Chronique

Jessica Pavone

Clamor

Katherine Young (bsn), Aimée Niemann, Charlotte Munn-Wood (vln), Abby Swidler, Jessica Pavone (vla), Mariel Roberts (cello), Shayna Dulberger (b).

Label / Distribution : Out of Your Head Records

Un peu plus d’un an après nous avoir enchantés avec Lull et un autre projet solo, la grande altiste étasunienne Jessica Pavone revient avec une œuvre radicalement différente mais tout aussi ambitieuse. Loin de l’électronique et de l’électricité qui émaillaient ses derniers disques, c’est l’organique qui détermine l’énergie de Clamor, avec un sextuor à cordes auquel s’ajoute ponctuellement le basson de Katherine Young. Ce n’est pas la première fois que la jeune soufflante participe à la musique de Pavone, on l’a entendue déjà en compagnie de Carl Testa et de l’altiste. C’est aussi une musicienne régulière d’Anthony Braxton qui se trouve très à son aise dans ce Clamor très codifié où l’improvisation reste dirigée par des consignes fermes, en termes de temporalité et de timbre. En témoigne la longue pièce en deux parties « Nu-Shu » où le basson intervient en soliste, prenant toute la place avant d’être érodé par les cordes en proie à un besoin de liberté. Une échappée tenace, subtile mais inéluctable, qui se gagne à petit pas. Une métaphore.

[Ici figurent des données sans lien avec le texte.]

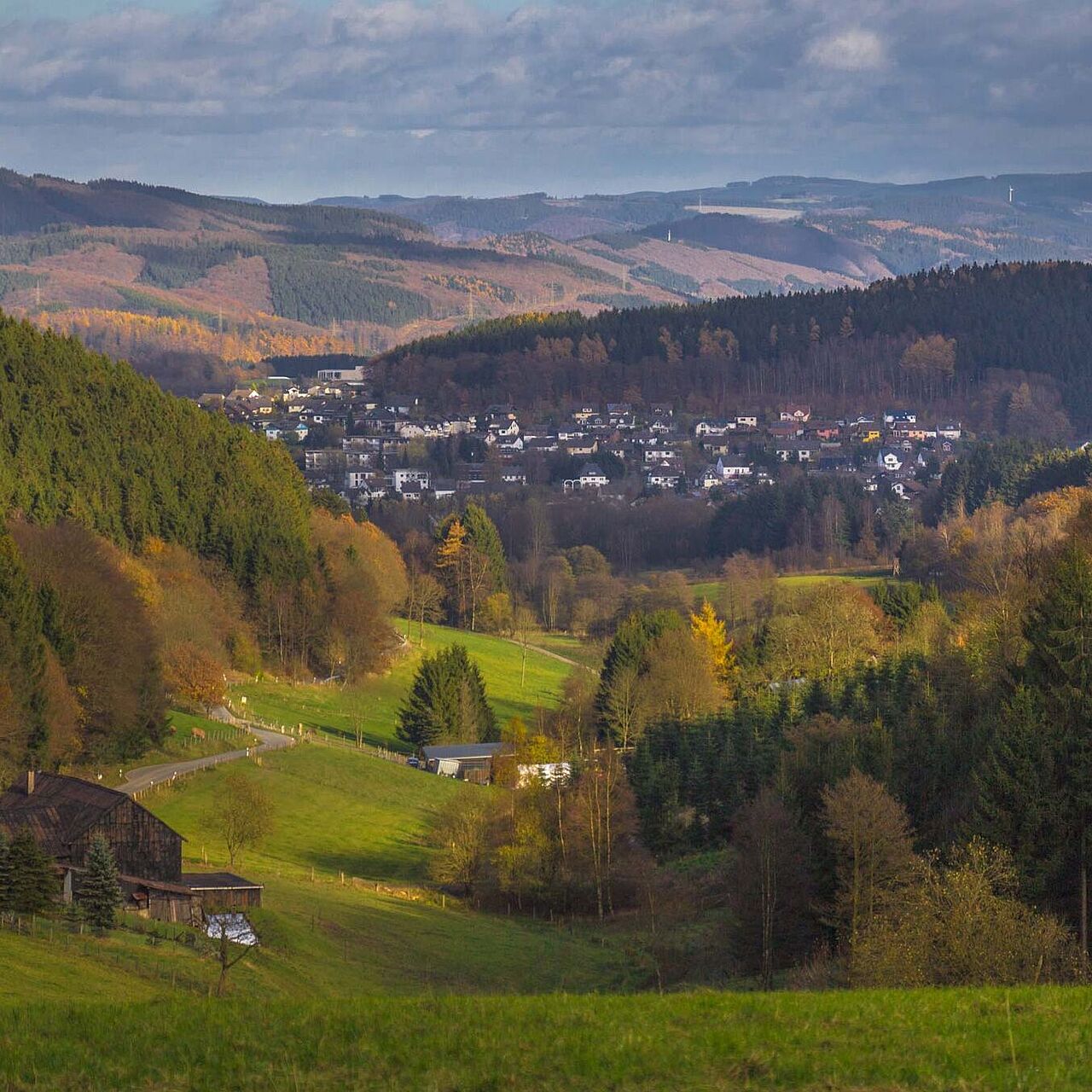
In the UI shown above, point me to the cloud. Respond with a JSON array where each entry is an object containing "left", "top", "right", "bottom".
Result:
[
  {"left": 0, "top": 0, "right": 1092, "bottom": 196},
  {"left": 808, "top": 28, "right": 886, "bottom": 72}
]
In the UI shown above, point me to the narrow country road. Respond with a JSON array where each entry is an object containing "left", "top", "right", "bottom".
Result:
[
  {"left": 118, "top": 723, "right": 296, "bottom": 796},
  {"left": 502, "top": 636, "right": 590, "bottom": 671}
]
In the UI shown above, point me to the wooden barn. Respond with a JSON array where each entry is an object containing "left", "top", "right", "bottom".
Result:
[
  {"left": 0, "top": 771, "right": 262, "bottom": 925},
  {"left": 0, "top": 770, "right": 183, "bottom": 884},
  {"left": 183, "top": 873, "right": 262, "bottom": 913}
]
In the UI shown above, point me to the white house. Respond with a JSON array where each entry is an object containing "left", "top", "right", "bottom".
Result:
[
  {"left": 648, "top": 463, "right": 682, "bottom": 489},
  {"left": 717, "top": 456, "right": 754, "bottom": 479},
  {"left": 876, "top": 448, "right": 905, "bottom": 474},
  {"left": 694, "top": 420, "right": 736, "bottom": 439},
  {"left": 391, "top": 467, "right": 432, "bottom": 492},
  {"left": 563, "top": 463, "right": 611, "bottom": 491}
]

La volonté de Jessica Pavone et du sextet de cordes dans ce Clamor est de célébrer la liberté des femmes. C’est un combat constant qui s’illustre dans le corps-à-corps spectral du basson et des cordes au cœur de la première partie de « Nu-Shu » ; elle s’incarnera davantage encore lorsque, dans la seconde partie, Abby Swidler et Jessica Pavone s’offriront des solos d’alto à la raucité délicieuse. Pour ce disque, Pavone s’appuie sur une partie de son habituel String Ensemble, où l’on retrouve la violoniste Aimée Niemann. Passé en sextuor, l’orchestre s’est notamment augmenté de la violoncelliste Mariel Roberts, qu’on avait pu entendre dans Folie à Quatre. Sur « Bloom », elle propose une couleur foncièrement différente, une sorte d’insouciance acquise prête à essaimer mais résolument impermanente, lestée par une pâte orchestrale chargée de tourments.

La clé de Clamor est le premier morceau, « Neolttwigi », jeu féminin emblématique de la Corée, balançoire horizontale où l’on saute pour élever l’autre protagoniste en faisant contrepoids [1], ce qui permettait aux jeunes filles de voir au-delà des hauts murs des bâtisses où elles étaient recluses. Des hauts et des bas, un mouvement pendulaire, un équilibre de chaque instant, voilà tout le propos de Jessica Pavone dans un disque qui la désigne encore une fois parmi les plus aventureuses compositrices de son époque.

par Franpi Barriaux // Publié le 7 janvier 2024
P.-S. :

[1Ici, on appelle ça prosaïquement le « tape-cul ».